One of the exciting things we achieved was publishing the APR Design™ Guide, which is the resource on plastics recycling by resin and how to design products and packaging for recycling. Just because something is made of PET doesn’t mean it’s easily recyclable. For example, some oxygen scavengers, if not properly designed for recyclability, can discolor during the heat of reprocessing. Paper labels can bleed ink into the bottle, which screws up the resin. Then there’s the question: is the package “friendly” to collection points and processors? If not, it will never be food grade. The APR Design Guide is an extremely helpful technical resource for the industry, innovators, engineers, and brands that want to close the loop on plastics recycling.

Post Consumer to Food Grade

EBT: Why is it so difficult to produce food grade rPET?
BOC: The ultimate goal is to produce recycled PET resin that behaves like virgin resin and meets the FDA’s Non-Objection Letter (NOL) requirements. There are a number of things that make it hard to do: quality of the feedstock, which varies widely; the sophistication of the required processing, quality testing, and the expertise of those doing the processing. You’ve got to have all of those things plus meet a customer’s specs and pass the regulatory folks. It’s really, really difficult to do. But there’s a reason for setting high bars: rPET suppliers and the brands can’t afford problems. You have to be really good to get food grade rPET right.

EBT: Evergreen currently collects and recycles some 11.6 billion post-consumer PET bottles a year and we need more to meet the demand for food grade rPET. Where are we going to get them?
BOC: First, it’s important to understand all post-consumer PET bottles are not created equal. The labels are different, the glues are different, the caps are different. And they’re collected in different ways. To produce the highest grades of rPET, we have to reach a critical mass of consistent, high-quality feedstock. It’s a struggle because bale quality varies widely.
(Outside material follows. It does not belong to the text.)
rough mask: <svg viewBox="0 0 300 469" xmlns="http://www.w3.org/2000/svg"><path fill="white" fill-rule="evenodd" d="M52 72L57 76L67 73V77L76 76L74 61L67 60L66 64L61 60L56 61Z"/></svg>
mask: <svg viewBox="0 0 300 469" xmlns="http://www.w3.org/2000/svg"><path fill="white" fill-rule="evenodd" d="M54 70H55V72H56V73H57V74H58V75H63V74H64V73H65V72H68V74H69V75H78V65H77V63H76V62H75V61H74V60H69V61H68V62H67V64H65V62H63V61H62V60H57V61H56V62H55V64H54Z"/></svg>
A hundred million pounds of bottles doesn’t mean you’re going to get 100 million pounds of food grade rPET. In an ideal world, the best way to increase bottle collections and get consistent, high-quality bales is to change our recycling collection system to require deposits on PET bottles. As an example, Michigan requires a ten-cent per bottle deposit and as a result, their reclamation rate is around 90 percent.

EBT: What projects are you working on now?
BOC: Since Evergreen now has three PET recycling and rPET manufacturing plants plus a fourth focused on recycling – see all Evergreen locations here – we’re focused on standardizing our recycling, manufacturing, and quality processes across the organization. This is a huge opportunity for the company and especially for our customers. We have people who are truly experts when it comes to recycling and rPET. I like to call this group the “recycling gurus” because there’s so much to learn from our collective knowledge. We’re sharing our knowledge to create best practices, which means that going forward, customers will be confident of receiving the same high quality, food grade rPET from Evergreen regardless of the plant of origin. That’s extremely important to brands.